In a paper published in Marine Ecology Progress Series last year, Chua et al. (2013) note that climate change is projected to increase ocean temperatures by at least 2°C and decrease levels of pH by ~0.2 units (ocean acidification, OA) by the end of this century. And they write, in this regard, that "while the effects of these stressors on marine organisms have been relatively well explored in isolation, possible interactions between temperature and OA have yet to be thoroughly investigated," which shortcoming they thus set about to remedy.

Very briefly, the four researchers tested "whether temperature might act in combination with OA to produce a measurable ecological effect on fertilization, development, larval survivorship or metamorphosis of two broadcast spawning species, Acropora millepora and A. tenuis, from the Great Barrier Reef." This they did by means of four different treatments: (1) control, (2) higher, by 2°C, temperature, (3) high partial pressure of CO2 (700 ppm), and (4) a combination of high temperature and high pCO2, "corresponding to the current levels of these variables and their projected values for the end of this century under the IPCC A2 scenario."

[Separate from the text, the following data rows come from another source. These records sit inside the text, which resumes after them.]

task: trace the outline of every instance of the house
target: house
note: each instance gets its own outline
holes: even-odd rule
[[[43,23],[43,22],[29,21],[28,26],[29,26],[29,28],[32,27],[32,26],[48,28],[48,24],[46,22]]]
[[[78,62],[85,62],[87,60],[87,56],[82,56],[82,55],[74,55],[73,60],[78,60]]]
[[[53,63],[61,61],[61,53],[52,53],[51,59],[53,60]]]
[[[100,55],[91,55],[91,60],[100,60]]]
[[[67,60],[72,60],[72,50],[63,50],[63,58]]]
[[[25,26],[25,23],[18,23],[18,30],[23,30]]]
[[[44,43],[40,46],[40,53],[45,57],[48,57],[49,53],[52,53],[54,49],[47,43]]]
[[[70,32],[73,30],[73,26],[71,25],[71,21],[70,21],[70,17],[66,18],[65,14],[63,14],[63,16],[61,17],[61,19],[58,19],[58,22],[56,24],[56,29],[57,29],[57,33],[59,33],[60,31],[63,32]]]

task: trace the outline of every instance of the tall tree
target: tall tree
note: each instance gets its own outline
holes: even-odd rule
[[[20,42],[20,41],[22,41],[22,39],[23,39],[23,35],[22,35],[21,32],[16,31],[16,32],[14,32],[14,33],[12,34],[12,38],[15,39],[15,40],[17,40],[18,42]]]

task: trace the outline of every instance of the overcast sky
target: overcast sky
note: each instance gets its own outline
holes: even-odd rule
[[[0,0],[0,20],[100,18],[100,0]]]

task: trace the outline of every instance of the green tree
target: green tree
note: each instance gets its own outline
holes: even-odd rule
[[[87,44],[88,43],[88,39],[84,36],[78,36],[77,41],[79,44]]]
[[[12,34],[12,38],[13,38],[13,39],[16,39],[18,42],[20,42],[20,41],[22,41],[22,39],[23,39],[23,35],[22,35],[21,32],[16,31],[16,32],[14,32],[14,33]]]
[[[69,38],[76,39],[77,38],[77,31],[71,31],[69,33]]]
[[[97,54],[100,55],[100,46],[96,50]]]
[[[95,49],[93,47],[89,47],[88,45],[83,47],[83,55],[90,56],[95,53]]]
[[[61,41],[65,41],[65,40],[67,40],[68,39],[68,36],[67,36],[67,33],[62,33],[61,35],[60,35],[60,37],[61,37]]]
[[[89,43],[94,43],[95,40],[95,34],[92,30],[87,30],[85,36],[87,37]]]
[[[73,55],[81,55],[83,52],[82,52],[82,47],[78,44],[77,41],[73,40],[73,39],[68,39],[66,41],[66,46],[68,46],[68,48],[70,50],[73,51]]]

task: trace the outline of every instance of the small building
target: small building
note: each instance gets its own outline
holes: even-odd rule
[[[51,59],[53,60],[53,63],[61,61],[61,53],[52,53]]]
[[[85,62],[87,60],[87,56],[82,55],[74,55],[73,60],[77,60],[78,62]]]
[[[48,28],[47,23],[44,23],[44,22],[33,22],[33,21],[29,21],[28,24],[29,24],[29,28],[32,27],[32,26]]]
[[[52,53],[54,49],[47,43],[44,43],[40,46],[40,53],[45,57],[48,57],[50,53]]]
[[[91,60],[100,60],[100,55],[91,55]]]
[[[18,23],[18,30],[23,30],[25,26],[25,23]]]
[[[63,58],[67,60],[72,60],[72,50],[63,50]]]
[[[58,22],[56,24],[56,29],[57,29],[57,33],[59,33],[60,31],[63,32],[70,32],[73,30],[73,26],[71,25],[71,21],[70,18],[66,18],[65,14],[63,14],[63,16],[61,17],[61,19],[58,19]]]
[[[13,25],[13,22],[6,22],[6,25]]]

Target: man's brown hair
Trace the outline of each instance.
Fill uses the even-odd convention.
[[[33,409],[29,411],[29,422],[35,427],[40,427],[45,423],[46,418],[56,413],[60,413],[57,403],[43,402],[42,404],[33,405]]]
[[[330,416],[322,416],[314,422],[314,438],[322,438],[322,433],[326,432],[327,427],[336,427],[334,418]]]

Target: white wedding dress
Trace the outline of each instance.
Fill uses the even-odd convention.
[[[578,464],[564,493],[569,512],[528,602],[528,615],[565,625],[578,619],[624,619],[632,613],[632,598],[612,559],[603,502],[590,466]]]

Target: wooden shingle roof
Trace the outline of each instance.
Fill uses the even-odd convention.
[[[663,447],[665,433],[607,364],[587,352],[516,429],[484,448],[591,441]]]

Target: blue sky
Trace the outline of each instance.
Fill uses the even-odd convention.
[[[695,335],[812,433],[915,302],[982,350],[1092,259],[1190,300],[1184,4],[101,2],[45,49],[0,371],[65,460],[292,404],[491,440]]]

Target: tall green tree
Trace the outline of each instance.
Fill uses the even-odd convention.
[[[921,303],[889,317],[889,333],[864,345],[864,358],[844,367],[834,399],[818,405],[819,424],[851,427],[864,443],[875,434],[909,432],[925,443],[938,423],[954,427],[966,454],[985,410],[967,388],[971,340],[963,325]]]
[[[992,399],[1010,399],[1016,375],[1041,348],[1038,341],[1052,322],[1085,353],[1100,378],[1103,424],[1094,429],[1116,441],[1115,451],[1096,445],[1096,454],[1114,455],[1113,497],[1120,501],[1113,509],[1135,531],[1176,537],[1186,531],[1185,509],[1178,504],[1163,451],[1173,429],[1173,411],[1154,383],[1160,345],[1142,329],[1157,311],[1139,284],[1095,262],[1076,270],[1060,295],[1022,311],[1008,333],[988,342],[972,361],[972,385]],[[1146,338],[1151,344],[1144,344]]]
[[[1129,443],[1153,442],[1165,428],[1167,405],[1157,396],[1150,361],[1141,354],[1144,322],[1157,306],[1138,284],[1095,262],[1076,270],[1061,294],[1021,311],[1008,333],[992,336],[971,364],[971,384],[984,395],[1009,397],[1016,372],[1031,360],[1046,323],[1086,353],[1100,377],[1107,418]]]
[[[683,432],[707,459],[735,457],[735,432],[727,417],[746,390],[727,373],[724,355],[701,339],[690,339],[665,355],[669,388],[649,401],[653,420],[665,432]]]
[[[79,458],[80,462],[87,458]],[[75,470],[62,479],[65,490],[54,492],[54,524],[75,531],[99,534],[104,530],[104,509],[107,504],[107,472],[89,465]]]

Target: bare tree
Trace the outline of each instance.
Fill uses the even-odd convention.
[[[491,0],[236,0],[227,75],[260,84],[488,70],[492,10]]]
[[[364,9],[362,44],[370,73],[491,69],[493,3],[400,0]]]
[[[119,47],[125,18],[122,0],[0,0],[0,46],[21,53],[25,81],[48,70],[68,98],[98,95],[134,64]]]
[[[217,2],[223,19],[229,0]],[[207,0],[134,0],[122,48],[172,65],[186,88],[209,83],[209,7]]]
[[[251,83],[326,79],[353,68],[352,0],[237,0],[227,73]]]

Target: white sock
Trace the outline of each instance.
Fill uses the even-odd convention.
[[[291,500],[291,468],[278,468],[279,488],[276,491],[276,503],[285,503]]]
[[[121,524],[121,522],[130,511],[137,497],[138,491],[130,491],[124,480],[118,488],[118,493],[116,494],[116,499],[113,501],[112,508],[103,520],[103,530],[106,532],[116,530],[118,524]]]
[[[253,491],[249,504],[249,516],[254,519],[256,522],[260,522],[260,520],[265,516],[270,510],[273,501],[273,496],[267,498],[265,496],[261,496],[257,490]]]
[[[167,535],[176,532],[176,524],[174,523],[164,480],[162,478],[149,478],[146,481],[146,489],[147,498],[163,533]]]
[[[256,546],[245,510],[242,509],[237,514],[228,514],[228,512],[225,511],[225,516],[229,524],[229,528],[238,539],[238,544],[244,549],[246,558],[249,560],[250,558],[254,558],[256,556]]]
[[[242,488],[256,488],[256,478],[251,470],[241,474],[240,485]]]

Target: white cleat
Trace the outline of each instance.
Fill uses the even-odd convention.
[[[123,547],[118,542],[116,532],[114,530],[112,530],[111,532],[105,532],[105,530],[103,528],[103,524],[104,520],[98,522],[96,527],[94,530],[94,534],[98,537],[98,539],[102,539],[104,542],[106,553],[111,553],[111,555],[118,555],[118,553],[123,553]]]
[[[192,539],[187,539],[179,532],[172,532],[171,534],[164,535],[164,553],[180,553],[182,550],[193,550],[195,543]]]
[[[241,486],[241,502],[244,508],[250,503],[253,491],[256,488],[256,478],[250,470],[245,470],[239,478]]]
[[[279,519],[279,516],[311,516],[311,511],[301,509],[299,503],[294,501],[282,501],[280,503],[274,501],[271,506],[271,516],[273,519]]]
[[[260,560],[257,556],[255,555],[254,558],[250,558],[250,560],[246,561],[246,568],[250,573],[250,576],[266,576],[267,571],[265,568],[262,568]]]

This experiment, in the words of Chua et al., revealed "no consistent effect of elevated pCO2 on fertilization, development, survivorship or metamorphosis, neither alone nor in combination with temperature." And they indicate that the 2°C rise in temperature also "had no consistent effect on fertilization, survivorship or metamorphosis." However, they found that it actually increased larval development rates. And in light of these several discoveries, they concluded that "OA is unlikely to be a direct threat to the early life history stages of corals, at least in the near future," while holding out the possibility that warming might possibly be of some minor benefit.